An effective microservices monitoring strategy requires attention to two facts.

  • The first and most obvious is that microservices mean there are more components to monitor. This is not a hugely challenging issue to contend with; you simply need to ensure that your incident management platform is robust enough to handle a large number of alerts, assist you in triaging them, route them to the right people, and so on. Additionally, as microservices introduce a much higher volume of alerts, your incident management platform should also reduce alert noise when possible. Non-actionable alerts should be suppressed, while related alerts can be grouped or correlated into issues that require a response.

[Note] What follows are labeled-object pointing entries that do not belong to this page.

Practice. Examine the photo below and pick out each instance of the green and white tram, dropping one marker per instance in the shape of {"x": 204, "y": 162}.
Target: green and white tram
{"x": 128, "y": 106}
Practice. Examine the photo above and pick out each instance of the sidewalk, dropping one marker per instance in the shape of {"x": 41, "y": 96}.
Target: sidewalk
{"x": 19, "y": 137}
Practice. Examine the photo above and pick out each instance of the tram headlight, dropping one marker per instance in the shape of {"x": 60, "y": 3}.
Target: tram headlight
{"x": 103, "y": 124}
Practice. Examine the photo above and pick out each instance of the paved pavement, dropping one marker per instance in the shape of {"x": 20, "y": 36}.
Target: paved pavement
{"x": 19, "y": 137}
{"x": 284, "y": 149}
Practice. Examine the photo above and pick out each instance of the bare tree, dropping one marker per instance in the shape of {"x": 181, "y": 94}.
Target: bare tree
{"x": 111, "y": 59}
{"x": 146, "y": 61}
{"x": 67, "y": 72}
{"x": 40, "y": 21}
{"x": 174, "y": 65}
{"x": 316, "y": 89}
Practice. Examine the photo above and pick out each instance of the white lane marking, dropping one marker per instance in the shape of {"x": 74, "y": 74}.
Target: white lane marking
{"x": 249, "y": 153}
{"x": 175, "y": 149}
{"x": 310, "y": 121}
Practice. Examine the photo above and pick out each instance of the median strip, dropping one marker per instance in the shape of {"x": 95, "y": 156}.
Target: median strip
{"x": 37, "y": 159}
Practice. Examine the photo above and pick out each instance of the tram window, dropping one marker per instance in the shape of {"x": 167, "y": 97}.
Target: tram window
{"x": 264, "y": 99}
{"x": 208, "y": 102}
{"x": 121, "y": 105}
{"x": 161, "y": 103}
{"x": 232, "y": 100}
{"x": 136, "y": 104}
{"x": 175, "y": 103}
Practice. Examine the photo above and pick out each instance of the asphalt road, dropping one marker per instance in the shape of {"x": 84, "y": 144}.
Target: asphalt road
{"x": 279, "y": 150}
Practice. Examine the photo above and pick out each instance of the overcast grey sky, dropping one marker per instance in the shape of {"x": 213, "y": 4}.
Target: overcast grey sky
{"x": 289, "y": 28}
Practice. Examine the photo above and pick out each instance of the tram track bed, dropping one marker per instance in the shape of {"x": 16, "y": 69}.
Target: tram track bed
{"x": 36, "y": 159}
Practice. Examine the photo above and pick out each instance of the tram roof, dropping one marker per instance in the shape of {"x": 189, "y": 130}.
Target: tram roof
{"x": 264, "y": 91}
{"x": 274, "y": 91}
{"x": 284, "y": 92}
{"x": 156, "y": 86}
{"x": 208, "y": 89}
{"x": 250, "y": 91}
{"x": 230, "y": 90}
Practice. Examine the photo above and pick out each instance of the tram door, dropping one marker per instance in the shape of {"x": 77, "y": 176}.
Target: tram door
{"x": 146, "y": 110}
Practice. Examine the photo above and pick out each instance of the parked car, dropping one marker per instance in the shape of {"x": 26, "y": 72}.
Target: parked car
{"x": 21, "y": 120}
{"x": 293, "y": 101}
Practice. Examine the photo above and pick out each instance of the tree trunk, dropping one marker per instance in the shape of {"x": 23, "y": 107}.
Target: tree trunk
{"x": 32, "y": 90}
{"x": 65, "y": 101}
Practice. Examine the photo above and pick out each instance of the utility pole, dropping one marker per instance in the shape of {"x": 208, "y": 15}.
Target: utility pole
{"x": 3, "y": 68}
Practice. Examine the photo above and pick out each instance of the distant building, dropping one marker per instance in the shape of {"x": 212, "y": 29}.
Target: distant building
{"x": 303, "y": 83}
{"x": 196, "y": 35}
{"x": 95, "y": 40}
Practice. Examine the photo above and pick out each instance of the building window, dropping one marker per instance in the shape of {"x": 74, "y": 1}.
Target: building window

  • The second, more complicated fact to bear in mind is that by increasing complexity, microservices also increase the amount of information that admins have available to them to help manage incidents — and that’s a good thing. While having more components to monitor means that there is more data to contend with, that extra data can be leveraged to pinpoint problems. An alert related to a monolithic app simply tells you that there is something wrong with that app somewhere, and it’s up to you to figure out exactly what the issue is. With microservices, however, an alert related to an individual Docker container allows admins to hone in on the exact microservice within the app that caused the incident. They can then resolve the incident on that container without disrupting the other containers on which the app relies.

Microservices create both a challenge and an opportunity for incident management teams. They make infrastructure more complicated, but they can facilitate more effective and targeted incident response. The key to monitoring microservices effectively is understanding the differences between monolithic and microservices monitoring, and having microservices-ready incident management solutions and workflows in place.